Understanding functional divergence in proteins by studying intragenomic homologues

Studies of intragenomic homologues in bacterial genomes can provide valuable insights into functional divergence. Three GTP cyclohydrolase 11 homologues in the Streptomyces coelicolor genome have been shown to catalyze two related but distinct reactions [Spoonamore, J. E., Dahlgran, A. L., Jacobsen, N. E., and Bandarian, V. (2006) Biochemistry 45, 12144--12155]. Two of the homologues, SCO 1441 and 2687, convert GTP to 2,5-diamino-6-ribosylamino-4(3H)-pyrimidinone 5'-phosphate (APy); one of the homologues (SCO 6655) produces 2-amino-5-formylimino-6-ribosylamino-4(3H)-pyrimidinone 5'-phosphate (FAPy).
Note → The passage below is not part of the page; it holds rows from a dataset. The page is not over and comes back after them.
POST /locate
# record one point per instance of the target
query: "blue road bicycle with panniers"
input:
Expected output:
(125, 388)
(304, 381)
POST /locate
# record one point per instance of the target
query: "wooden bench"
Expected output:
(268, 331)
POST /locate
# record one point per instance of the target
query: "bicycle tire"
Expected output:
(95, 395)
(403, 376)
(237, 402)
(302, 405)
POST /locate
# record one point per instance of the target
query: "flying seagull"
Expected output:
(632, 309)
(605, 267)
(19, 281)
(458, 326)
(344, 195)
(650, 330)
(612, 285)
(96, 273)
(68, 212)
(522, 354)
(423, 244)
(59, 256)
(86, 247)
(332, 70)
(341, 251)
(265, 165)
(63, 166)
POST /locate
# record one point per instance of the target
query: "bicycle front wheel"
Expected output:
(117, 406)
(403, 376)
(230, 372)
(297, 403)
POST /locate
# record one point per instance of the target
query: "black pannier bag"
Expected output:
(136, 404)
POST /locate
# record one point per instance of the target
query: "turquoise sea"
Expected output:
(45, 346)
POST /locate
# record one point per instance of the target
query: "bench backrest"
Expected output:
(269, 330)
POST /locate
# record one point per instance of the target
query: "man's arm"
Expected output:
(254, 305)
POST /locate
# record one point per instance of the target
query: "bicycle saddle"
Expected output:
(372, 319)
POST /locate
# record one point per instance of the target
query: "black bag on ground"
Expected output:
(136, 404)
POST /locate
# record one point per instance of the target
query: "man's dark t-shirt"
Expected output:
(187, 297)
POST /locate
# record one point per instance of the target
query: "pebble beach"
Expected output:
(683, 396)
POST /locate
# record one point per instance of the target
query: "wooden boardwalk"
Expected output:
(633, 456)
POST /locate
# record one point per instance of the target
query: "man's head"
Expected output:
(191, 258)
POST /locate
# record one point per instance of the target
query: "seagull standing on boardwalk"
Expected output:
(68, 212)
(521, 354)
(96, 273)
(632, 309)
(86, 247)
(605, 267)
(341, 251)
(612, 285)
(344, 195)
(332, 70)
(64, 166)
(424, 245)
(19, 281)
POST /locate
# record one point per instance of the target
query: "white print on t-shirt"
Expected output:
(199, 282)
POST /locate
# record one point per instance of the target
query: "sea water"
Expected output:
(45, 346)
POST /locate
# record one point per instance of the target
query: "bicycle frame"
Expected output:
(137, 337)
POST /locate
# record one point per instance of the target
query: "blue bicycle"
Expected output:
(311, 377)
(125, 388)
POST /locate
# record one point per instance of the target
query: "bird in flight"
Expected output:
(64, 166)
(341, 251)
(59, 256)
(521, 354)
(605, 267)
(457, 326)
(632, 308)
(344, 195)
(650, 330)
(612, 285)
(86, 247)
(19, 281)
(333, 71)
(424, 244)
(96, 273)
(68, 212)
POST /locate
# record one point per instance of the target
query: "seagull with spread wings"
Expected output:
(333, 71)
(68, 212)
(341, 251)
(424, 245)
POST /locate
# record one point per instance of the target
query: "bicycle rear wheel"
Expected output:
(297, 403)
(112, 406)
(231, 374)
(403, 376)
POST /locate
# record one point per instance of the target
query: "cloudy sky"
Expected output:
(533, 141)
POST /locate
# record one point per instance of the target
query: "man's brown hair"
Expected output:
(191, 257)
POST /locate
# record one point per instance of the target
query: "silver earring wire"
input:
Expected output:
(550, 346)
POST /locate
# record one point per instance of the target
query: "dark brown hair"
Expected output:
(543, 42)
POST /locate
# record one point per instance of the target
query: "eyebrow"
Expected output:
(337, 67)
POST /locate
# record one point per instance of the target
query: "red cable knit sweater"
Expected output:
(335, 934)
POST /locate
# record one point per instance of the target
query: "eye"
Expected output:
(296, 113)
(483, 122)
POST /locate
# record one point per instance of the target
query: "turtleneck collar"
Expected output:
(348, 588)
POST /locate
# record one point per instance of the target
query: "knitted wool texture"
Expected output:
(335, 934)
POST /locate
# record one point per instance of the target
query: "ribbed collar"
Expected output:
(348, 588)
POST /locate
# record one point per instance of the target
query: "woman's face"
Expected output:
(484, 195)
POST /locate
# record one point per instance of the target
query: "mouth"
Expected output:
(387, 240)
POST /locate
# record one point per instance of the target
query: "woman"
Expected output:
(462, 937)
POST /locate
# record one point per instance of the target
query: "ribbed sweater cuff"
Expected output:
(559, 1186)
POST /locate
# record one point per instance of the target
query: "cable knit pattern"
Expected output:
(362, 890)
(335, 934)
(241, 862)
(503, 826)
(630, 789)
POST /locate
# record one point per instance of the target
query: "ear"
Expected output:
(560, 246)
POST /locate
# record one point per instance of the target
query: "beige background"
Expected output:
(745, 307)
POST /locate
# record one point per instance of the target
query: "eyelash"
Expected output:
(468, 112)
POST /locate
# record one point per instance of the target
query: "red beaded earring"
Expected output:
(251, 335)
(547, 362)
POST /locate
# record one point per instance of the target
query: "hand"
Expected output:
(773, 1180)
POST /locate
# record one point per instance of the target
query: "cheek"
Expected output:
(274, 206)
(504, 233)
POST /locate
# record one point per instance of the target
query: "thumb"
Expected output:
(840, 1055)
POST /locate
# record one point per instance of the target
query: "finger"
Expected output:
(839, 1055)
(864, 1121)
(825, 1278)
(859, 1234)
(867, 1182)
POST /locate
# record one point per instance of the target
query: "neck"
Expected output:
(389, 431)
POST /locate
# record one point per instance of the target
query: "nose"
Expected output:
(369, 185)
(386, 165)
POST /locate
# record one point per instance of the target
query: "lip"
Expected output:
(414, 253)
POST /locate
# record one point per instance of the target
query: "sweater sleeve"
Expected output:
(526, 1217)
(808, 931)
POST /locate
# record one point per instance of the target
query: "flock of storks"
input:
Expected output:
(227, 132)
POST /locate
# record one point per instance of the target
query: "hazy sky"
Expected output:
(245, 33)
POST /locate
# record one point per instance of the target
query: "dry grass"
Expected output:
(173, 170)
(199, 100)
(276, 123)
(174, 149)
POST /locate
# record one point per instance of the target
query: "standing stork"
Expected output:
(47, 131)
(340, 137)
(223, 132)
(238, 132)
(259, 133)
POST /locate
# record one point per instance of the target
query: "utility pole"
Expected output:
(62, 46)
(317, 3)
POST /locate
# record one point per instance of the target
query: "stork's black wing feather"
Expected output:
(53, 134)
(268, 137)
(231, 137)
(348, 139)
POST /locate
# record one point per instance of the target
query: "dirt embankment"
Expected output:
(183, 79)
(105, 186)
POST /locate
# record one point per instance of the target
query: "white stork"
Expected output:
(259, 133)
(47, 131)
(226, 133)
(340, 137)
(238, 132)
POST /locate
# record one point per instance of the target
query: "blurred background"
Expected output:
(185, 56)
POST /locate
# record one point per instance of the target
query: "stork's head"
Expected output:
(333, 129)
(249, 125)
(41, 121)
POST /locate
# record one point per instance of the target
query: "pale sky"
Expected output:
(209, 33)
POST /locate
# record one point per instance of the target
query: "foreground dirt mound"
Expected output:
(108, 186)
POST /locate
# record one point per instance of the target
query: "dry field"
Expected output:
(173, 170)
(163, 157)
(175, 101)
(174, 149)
We show herein that the differences in the fate of GTP in SCO 6655 relative to SCO 1441 and 2687 results from a single amino acid substitution in the active site of the protein: a Tyr residue in the active sites of SCO 1441 and SCO 2687 is replaced with a Met in SCO 6655. Site-directed interchange of this residue in the three S. coelicolor intragenomic homologues is necessary and sufficient for interconversion of catalytic function which, except for SCO 1441, occurs with little loss of catalytic efficiency. Furthermore, we show that of 14 additional site-directed variants at this position of SCO 6655, His confers catalytic efficiency within 1 order of magnitude of that of the wild type and supports conversion of GTP to both FAPy and APy. The results demonstrate a clear set of mutational events that permit GCH II to produce either FAPy or APy. These results highlight a mechanism whereby functional divergence can be achieved in enzymes that catalyze multistep transformations.